What the company is confirming for now is that they aren’t holding back on features. The HPC-focused GPU is being designed with Frontier in mind and will incorporate mixed precision compute support. Feeding the beast will be HBM memory, and AMD will be tapping a version of Infinity Fabric to connect the CPUs and GPUs.
In fact while AMD has kept the details on the technology light, it sounds like this version of IF will be the most advanced version yet. AMD is specifically noting that it’s an “incredibly” coherent fabric, calling it the first fully optimized CPU + GPU design for supercomputing. AMD’s GPUs and CPUs will be arranged in a 4-to-1 ratio, with 4 GPUs for each EPYC CPU. It’s worth noting that AMD’s slide shows a mesh with every GPU connected to the CPU and two other GPUs, but I’m not reading too much into this quite yet, as AMD hasn’t disclosed any other details on the IF setup.
With AMD going up to the blade level, tying together all of these nodes will be Cray’s job. For Frontier the supercomputer vendor is launching their new Slingshot interconnect, an equally ambitious interconnect that will support adaptive routing, congestion management, and quality-of-service features. Slingshot is capable of 200Gb/sec per port, with individual blades incorporating a port for each GPU in the blade so that other nodes can directly read and write data to a GPU’s memory. As a result Frontier will have a significant amount of interconnect bandwidth, which is all but necessary in order to allow the system to scale to exaFLOP levels.
Overall, Frontier will be organized into over 100 Cray Shasta cabinets.
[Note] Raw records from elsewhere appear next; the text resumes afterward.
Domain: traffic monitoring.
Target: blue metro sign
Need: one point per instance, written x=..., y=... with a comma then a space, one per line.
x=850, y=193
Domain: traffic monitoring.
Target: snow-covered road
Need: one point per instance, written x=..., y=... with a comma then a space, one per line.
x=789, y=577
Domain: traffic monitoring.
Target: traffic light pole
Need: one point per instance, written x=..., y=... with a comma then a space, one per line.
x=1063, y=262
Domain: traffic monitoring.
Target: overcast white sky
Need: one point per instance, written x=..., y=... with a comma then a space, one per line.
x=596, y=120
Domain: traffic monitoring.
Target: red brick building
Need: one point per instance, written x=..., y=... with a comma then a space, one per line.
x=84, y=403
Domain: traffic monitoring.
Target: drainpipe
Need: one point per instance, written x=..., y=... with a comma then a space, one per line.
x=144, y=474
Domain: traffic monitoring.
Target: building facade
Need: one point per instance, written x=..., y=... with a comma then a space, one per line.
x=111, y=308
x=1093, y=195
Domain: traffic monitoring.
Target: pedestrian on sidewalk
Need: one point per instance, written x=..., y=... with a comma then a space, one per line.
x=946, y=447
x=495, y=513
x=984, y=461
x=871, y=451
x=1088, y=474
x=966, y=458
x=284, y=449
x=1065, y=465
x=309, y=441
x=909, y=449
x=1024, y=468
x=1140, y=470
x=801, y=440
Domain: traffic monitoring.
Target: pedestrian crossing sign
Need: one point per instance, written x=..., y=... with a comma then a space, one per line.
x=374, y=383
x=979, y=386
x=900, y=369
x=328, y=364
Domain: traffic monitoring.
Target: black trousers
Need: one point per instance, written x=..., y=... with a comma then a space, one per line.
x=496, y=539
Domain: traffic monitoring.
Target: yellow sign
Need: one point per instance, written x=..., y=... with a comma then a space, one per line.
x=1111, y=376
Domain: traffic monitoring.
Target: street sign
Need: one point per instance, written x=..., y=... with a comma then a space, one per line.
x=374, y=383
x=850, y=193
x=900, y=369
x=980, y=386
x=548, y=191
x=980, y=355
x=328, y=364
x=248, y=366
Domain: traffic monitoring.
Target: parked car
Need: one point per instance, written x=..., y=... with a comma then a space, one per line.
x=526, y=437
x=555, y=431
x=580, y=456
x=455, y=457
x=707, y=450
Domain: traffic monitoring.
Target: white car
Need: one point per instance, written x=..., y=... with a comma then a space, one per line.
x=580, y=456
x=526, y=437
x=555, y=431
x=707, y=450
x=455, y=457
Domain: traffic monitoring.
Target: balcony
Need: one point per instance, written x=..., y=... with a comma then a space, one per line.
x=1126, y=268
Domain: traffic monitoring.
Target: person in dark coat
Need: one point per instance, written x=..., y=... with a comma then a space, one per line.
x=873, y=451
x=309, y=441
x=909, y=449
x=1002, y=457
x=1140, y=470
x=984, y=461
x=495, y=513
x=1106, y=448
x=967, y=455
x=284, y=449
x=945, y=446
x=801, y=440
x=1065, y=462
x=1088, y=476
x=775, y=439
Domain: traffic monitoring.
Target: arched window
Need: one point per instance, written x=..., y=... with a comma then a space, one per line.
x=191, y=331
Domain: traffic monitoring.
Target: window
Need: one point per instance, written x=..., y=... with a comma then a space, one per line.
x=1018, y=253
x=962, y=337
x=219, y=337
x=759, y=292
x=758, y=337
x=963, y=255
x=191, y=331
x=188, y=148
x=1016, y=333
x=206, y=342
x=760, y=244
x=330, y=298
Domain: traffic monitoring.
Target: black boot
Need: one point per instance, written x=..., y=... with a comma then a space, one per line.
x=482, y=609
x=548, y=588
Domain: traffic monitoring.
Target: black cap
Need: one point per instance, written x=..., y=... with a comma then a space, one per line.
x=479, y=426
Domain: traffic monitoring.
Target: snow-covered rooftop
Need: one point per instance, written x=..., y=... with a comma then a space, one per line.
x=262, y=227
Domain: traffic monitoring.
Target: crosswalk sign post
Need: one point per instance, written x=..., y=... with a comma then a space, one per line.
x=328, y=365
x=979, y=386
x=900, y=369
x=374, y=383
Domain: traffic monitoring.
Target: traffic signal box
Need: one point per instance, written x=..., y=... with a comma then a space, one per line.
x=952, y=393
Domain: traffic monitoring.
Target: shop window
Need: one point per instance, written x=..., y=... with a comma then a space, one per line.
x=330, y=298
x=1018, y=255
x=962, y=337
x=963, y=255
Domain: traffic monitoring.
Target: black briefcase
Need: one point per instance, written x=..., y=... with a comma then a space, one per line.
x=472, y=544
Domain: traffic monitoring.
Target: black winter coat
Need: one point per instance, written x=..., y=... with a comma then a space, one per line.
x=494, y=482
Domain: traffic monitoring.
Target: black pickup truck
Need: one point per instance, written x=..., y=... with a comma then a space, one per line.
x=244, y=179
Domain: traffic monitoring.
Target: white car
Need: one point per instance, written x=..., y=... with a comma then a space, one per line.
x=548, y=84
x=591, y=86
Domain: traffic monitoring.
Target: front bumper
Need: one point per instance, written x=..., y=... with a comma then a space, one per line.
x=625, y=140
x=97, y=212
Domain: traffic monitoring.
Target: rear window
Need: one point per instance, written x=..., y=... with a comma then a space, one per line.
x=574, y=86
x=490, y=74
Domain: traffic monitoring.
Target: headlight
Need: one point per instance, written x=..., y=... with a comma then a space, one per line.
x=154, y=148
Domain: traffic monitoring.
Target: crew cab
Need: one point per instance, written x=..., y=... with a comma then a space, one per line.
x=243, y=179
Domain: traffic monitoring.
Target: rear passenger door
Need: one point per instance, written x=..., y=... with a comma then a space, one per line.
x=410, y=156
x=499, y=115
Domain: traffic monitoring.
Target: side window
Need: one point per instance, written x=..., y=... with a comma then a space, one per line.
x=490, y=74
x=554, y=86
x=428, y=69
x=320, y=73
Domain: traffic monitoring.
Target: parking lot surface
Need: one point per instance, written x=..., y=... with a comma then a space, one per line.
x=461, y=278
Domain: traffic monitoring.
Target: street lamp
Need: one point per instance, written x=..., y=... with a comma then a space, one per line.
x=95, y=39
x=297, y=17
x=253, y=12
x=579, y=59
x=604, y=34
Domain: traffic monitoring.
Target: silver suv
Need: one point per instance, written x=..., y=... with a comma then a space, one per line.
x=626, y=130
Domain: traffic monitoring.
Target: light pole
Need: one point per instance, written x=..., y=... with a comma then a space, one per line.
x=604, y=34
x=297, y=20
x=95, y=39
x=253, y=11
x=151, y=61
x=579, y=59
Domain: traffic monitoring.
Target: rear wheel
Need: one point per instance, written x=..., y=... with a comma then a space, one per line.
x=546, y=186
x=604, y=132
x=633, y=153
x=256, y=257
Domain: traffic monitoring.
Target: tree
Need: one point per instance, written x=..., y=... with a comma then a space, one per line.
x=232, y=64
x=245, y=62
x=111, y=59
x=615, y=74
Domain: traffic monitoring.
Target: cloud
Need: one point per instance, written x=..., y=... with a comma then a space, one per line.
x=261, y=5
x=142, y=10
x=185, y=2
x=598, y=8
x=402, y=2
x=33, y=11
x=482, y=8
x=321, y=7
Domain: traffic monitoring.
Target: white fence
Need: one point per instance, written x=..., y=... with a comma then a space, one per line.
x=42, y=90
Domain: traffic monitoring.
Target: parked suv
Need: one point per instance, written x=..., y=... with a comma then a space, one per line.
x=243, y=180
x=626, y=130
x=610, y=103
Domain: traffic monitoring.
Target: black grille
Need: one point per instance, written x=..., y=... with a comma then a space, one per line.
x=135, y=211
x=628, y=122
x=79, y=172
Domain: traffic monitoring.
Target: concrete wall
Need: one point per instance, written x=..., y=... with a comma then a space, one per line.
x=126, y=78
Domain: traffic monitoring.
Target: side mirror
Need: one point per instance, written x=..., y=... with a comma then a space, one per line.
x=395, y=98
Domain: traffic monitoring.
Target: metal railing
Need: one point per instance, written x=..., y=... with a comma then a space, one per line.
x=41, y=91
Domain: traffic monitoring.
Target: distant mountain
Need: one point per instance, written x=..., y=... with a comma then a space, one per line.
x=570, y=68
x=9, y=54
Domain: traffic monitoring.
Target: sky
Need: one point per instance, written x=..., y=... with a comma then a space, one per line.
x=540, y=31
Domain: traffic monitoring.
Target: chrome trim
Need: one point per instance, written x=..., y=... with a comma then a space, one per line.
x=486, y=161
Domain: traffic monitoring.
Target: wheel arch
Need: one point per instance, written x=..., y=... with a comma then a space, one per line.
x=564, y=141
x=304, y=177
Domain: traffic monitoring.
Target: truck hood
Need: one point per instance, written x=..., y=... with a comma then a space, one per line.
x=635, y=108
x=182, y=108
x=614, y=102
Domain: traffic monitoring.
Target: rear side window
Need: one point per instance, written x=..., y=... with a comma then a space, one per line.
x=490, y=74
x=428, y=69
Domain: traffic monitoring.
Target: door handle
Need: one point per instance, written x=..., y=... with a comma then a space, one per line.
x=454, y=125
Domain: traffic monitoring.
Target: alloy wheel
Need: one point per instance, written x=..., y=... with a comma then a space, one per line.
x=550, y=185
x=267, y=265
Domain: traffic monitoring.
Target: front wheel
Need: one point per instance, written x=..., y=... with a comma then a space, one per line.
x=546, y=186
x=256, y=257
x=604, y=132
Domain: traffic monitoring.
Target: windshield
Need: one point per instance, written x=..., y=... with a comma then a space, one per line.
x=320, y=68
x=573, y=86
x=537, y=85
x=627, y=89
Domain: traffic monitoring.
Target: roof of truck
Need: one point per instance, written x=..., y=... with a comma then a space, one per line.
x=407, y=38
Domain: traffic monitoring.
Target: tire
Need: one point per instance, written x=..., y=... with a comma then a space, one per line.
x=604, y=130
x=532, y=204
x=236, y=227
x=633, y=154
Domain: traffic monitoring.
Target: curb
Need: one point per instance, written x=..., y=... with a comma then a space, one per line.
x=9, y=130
And while Cray has not announced a specific power consumption figure for Frontier, with each cabinet rated for 300KW, this would put the complete system at over 30MW. Which to put things in context, this is over twice the power consumption of the 13MW Summit. So while Frontier is a significantly faster system than the supercomputer it replaces, Cray, AMD, and the US DOE are all feeling the pinch of Dennard scaling slowing down, as power efficiency gains get harder to achieve. All told, in a passing comment made in the press briefing, it sounds like Oak Ridge will be installing a total of 40MW of capacity for Frontier, which is a significant amount of power to say the least.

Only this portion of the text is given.